Mais ce n’est pas tout de lire les auteurs, les vieux et les jeunes, ceux d’autrefois et ceux d’aujourd’hui ; il faut se décider et bien savoir quel genre de roman vous voulez écrire, celui qui répond le mieux à votre tournure d’esprit.

Le roman d’aventures semble avoir reconquis la faveur publique. A vrai dire, le goût ne s’en est jamais perdu ; il s’est même produit une sorte de surenchère, due à l’influence de Wells et de Kipling et à l’introduction de nouveaux éléments modernes, torpillages, aviation, découvertes scientifiques, etc. Les timides audaces des Robida et des Jules Verne font aujourd’hui sourire les lecteurs des Wells, Farrère, Bizet, Mac Orlan, Arnoux et autres amusants inventeurs de voyages dans la lune. D’autre part, Rosny, dans le genre préhistorique, a montré que le roman d’aventures pouvait être aussi une œuvre littéraire ; et qui sait si le roman feuilleton lui-même n’entrera pas dans la littérature, le jour où un bon prosateur se donnera la peine de l’écrire ?

Le roman d’aventures, c’est le règne de la fantaisie et de l’invention. On peut tout imaginer, explorations fantastiques, dernier jour de la terre, les espaces astronomiques, cataclysmes, destruction du globe… Il faut du nouveau, « n’en fût-il plus au monde ». La difficulté est de donner à l’extravagance l’apparence du vrai.

Le défaut du roman d’aventures, c’est la digression. On bavarde, on éparpille l’intérêt, on oublie que la valeur d’un récit est dans la sobriété des épisodes. Toute description inutile doit être impitoyablement bannie. La rapidité du dialogue est également une chose importante dans le roman d’aventures. On abuse du dialogue. Tout se passe en conversations ; on impatiente le lecteur.

Pierre Benoit a donné au roman d’aventures un ton de distinction auquel nous n’étions pas habitués et qui relève singulièrement l’intérêt des situations dramatiques. Le succès de Pierre Benoit est une spirituelle réaction contre les lourds romans psychologiques dont on a tant abusé et dont le public a si stoïquement supporté l’ennui.

Un autre genre de roman tente encore les débutants de province. C’est le roman rustique.

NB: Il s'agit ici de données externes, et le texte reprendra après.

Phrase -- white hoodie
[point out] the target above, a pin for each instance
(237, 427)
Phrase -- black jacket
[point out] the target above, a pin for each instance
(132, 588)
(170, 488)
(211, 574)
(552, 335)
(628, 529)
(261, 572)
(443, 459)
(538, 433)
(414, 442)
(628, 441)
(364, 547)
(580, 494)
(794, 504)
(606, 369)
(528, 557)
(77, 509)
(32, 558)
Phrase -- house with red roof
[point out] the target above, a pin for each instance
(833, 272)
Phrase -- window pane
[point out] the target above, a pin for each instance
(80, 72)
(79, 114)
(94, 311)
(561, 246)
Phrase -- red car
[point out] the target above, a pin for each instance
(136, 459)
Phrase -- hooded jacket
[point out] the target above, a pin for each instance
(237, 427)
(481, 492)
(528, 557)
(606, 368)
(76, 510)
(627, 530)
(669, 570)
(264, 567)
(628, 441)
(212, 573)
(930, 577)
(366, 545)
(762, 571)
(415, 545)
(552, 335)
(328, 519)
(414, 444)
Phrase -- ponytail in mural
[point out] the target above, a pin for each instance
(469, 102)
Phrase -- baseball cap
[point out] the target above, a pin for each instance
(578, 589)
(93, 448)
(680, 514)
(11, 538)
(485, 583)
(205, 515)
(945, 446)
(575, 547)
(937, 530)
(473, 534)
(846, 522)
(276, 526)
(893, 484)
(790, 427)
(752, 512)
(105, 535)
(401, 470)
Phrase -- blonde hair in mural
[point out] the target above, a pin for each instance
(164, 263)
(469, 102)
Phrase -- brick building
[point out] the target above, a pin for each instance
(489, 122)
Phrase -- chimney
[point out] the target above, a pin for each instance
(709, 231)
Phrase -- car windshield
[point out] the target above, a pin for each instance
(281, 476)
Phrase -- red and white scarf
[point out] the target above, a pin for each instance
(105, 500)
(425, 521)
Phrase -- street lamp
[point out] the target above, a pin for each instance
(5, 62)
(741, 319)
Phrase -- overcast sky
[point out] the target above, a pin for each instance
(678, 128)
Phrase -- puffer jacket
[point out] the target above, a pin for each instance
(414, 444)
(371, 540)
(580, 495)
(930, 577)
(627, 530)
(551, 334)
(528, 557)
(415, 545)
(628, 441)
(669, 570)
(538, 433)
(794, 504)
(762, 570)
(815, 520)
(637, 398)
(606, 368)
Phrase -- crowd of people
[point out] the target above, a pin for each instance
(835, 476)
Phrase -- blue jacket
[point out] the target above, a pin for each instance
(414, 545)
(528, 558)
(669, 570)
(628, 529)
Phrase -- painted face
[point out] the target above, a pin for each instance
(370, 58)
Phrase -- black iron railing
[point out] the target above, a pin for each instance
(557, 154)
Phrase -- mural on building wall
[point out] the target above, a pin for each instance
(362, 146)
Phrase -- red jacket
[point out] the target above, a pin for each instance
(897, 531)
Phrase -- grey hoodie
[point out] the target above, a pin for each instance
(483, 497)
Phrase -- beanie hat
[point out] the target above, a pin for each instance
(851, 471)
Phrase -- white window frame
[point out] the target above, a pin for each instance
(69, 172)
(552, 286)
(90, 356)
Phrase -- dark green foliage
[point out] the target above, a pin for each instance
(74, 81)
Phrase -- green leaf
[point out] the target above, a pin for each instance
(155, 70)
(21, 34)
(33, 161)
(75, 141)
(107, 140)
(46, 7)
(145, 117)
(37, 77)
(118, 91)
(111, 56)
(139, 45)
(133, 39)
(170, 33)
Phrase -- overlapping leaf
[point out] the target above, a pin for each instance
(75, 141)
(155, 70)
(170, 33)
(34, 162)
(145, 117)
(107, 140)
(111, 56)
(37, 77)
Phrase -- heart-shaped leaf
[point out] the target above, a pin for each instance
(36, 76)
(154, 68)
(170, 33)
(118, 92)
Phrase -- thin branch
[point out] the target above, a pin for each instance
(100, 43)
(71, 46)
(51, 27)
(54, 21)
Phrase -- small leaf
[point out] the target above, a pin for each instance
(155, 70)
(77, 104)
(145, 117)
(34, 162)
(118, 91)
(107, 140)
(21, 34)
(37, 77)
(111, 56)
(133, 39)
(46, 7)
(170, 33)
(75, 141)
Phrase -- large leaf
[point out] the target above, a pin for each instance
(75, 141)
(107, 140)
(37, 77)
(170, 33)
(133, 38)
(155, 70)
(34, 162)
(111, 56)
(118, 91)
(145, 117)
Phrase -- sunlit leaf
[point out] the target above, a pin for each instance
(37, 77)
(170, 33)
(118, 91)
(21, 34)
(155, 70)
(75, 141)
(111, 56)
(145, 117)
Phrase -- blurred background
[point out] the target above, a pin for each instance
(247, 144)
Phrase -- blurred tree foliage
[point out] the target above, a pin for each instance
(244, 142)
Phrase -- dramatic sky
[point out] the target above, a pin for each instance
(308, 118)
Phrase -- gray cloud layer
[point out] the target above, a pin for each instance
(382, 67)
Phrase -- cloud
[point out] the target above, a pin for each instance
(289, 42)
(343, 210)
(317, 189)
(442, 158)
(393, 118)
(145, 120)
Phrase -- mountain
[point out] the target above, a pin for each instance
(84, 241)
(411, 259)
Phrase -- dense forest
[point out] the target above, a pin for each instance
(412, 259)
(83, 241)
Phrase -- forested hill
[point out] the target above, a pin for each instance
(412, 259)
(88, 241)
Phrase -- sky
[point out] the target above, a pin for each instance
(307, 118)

Le roman rustique n’a jamais obtenu que des succès d’estime, et peu d’auteurs y excellent, parce qu’il est très difficile de peindre les mœurs rurales. Le paysan garde le mutisme de la terre. Il ne se livre pas ; il faut le deviner. Faites-le parler comme dans la vie, vous choquez les lecteurs ; ennoblissez son langage, vous tombez dans les délicieux mensonges de George Sand, François le Champi, la Petite Fadette, la Mare au Diable, où des paysannes disent élégamment : « Germain, vous n’avez donc pas deviné que je vous aime ? » Il faut une façon de parler qui ne soit ni artificielle ni triviale. Les dialogues de Maupassant représentent assez bien la note juste.

Le vrai roman « paysan » est rare. Balzac lui-même raconte dans ses Paysans l’histoire d’une rivalité entre le château et une poignée de gredins et de braconniers, mais il n’a pas fait la peinture des mœurs rurales. La vie des champs est absente de son récit.

Quand Zola a voulu peindre les paysans, il a écrit un livre immonde : la Terre ; et, par contre, l’idéalisme d’Henri Conscience n’a produit qu’une insignifiante grisaille.

Quelques romanciers contemporains ont le tort de considérer les paysans comme des monstres de dépravation. Le paysan n’est pas un être raffiné, mais il est foncièrement honnête. Ne cherchez ni à l’idéaliser, ni à le rabaisser. Ne lui prêtez surtout ni raisonnement, ni psychologie ; il ne discute pas, il va droit son chemin.